I think it is evidence that he and the band pushed the boundary of what Queensryche can do musically too far. You can have open-minded fans, but at the end of the day, when you strip away what made the band interesting and popular to people in the first place, you're setting yourself up for career suicide.
I think DeGarmo's writing followed a natural progression, but HITNF lacked the production and careful working over the songs to really make them work. If I remember right, that was basically how the record was explained in the press. They didn't do a ton of demos. They came up with a song, ran through it, recorded it. There wasn't a lot of time given to sit on the songs, and work them over. I think that approach was a big mistake.

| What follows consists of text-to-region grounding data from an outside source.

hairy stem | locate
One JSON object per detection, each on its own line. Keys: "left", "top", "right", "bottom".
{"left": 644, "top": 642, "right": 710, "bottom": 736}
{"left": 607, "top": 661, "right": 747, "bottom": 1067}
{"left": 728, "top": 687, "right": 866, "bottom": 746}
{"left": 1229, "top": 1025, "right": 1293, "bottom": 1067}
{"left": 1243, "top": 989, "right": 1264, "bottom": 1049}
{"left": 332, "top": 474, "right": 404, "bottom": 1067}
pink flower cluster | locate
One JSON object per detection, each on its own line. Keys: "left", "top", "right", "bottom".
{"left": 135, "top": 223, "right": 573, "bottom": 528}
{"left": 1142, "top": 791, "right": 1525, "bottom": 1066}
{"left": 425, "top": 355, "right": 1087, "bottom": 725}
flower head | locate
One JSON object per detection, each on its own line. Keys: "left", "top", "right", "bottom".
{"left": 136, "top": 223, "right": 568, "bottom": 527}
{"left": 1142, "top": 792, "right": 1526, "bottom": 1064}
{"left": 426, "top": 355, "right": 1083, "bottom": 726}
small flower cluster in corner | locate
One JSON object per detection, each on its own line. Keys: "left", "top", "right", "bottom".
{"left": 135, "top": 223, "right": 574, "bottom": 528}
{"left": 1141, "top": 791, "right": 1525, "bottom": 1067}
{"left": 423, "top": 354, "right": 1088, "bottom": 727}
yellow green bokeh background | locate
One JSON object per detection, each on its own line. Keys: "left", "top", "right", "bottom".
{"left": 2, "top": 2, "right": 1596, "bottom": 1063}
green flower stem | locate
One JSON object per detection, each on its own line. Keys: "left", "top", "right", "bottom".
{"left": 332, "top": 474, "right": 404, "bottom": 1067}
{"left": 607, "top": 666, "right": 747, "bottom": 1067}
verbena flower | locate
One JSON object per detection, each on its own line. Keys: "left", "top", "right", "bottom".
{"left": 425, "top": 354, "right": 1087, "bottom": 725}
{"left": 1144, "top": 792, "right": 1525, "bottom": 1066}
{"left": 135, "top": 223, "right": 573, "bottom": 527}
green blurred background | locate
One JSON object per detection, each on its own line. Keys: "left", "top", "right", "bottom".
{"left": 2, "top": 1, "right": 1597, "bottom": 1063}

The DeGarmo tracks in the Tribe sessions (Open, Desert Dance, Falling Behind, Art of Life, Doin' Fine, and Justified) sort of address that to a degree. The production is better, and those songs were worked over a bit, at least musically, before being recorded (Scott has mentioned multiple times that Desert Dance went through many iterations before they finished it). The result is, those tracks sound like a natural continuation of where they went on HITNF, but with more care and work.
I really do appreciate HITNF much more now. Lyrically, I find it to be one of the band's most diverse. A few clunkers, but some really good social commentary and the intelligent bent we came to know from them (again, with some of the songs being clunkers in that department).